Realistically, if he had not retired from Origin he would have been the first player picked this year anyway and if he came back for one more series he could solve a lot of short-term problems for them. They have a lot of holes someone like him can really fill – not just at hooker but also as an extra playmaker, a leader, and even a top-line goal-kicker. It also gives them more flexibility around who to put where from their remaining playmakers.
Watching him play this year, he is still an Origin player.
The point when you stop being an Origin player is when you can no longer do the things you used to do, you're not performing how you were in the past, or your week-to-week club form is not at the level is used to be.
The reality is, Cameron is still the best player in the competition and he is the best Queensland-eligible player in his position by an absolute country mile. He's playing as well as he ever has.
He originally retired from Origin because of the huge mental and physical toll it takes out of you every year but Cameron has always been the one to put his hand up for the greater good and if Queensland send him an SOS – which they would be mad not to – how do you say no to that?
Yes he gave everything to Queensland and he left them in a really good place.

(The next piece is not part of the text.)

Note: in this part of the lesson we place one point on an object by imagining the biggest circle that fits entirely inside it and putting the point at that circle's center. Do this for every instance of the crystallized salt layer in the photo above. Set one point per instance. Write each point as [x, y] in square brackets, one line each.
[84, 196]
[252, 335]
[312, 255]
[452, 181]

But all those plans have gone out the window with the injuries this year. It's like being a parent, you've raised your child to be independent and they have finished high school and gone off to university and they're finding their own way in the world but they run into some bad luck, fall into a pot hole and need some help getting back on their feet. They call mum and dad to lend a hand and get them out of it – do you then just say 'no, sorry, I've done my best and now you're on your own' or do you do the best you can to help them through it?
Match: Maroons v Blues
Game 1 -
Venue: Suncorp Stadium
- Nine Network
There are precedents for this sort of thing. We saw Alfie Langer famously come back for the 2001 decider from England to spoil Brad Fittler's Origin farewell, then Freddie made his own memorable comeback to save the Blues in 2004 and Andrew Johns did the same in 2005.
Having played in those 2004 and 2005 series, just the amount of confidence we as players drew from two of Origin's greatest players in those two series, it's hard to describe how much of a lift we got just from the moment Freddie and Joey walked into camp. That is exactly what Queensland need now.
For all those reasons it would make for such a great story, creating another chapter in the famous Origin folklore.
Queensland are a completely different side with him in it – just the confidence he would inspire, his experience and ability to control a game and dictate the way they would want to play.
If there's one position the Blues have a serious advantage it's the outside backs with so much speed and power from the likes of Latrell Mitchell, Josh Addo-Carr and James Tedesco.
For Queensland to win they need to play a specific forward-oriented game, make the Blues work it out of their corners and not give those powerful backs too much time and space. That would be huge for Queensland because if they allow NSW to dictate the terms of the game they will be out-gunned.
They can draw on all the Queensland spirit they want, and it worked for them in 1995 when they were missing so many great players due to Super League, but they still need one or two key players to pull it together for them over the course of three games. Who do they build their team and game plan around, and how do they dictate what style of footy they want to play?
My personal apologies to Cameron Smith for adding to the pressure on him to make a comeback – but all signs point to a return of the G.O.A.T!